East Tākaka had a population of 216 in the 2023 New Zealand census, an increase of 18 people (9.1%) since the 2018 census, and an increase of 9 people (4.3%) since the 2013 census. There were 114 males and 102 females in 96 dwellings. 2.8% of people identified as LGBTIQ+. The median age was 46.3 years (compared with 38.1 years nationally). There were 30 people (13.9%) aged under 15 years, 36 (16.7%) aged 15 to 29, 111 (51.4%) aged 30 to 64, and 39 (18.1%) aged 65 or older.

People could identify as more than one ethnicity. The results were 94.4% European (Pākehā); 6.9% Māori; 2.8% Asian; 1.4% Middle Eastern, Latin American and African New Zealanders (MELAA); and 5.6% other, which includes people giving their ethnicity as "New Zealander". English was spoken by 95.8%, Māori by 1.4%, and other languages by 9.7%. No language could be spoken by 2.8% (e.g. too young to talk). The percentage of people born overseas was 20.8, compared with 28.8% nationally.

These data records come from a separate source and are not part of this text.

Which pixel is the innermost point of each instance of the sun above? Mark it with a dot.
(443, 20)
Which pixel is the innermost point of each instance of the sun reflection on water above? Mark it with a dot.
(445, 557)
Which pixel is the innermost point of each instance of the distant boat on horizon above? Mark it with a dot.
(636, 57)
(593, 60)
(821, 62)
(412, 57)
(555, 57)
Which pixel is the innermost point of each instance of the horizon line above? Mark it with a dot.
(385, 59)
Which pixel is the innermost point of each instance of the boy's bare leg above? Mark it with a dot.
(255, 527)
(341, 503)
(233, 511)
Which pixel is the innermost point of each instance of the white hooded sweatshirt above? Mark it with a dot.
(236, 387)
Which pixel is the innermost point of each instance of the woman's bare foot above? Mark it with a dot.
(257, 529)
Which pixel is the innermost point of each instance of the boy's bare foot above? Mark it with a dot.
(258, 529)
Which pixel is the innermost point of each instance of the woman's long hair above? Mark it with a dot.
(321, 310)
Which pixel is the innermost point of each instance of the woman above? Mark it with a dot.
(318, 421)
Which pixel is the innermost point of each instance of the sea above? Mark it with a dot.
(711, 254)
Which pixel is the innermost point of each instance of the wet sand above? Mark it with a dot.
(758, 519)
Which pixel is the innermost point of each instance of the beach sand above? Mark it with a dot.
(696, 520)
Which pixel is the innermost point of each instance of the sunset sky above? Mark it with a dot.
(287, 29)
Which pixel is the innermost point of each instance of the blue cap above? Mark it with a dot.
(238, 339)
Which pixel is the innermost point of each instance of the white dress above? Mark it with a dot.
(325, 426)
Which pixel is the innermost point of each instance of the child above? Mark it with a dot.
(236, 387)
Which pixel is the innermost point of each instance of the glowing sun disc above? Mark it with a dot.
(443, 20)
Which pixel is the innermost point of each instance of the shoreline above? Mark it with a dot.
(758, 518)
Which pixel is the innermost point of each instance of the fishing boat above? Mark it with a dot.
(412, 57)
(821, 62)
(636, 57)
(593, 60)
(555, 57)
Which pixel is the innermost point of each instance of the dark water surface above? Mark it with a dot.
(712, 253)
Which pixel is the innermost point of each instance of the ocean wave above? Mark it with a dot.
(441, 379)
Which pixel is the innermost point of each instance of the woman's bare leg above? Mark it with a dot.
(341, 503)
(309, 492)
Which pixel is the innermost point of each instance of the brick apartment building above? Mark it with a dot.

Religious affiliations were 16.7% Christian, 1.4% Hindu, 4.2% New Age, and 2.8% other religions. People who answered that they had no religion were 68.1%, and 8.3% of people did not answer the census question.

Of those at least 15 years old, 39 (21.0%) people had a bachelor's or higher degree, 105 (56.5%) had a post-high school certificate or diploma, and 48 (25.8%) people exclusively held high school qualifications. The median income was $27,700, compared with $41,500 nationally. 6 people (3.2%) earned over $100,000 compared to 12.1% nationally. The employment status of those at least 15 was 75 (40.3%) full-time, 42 (22.6%) part-time, and 9 (4.8%) unemployed.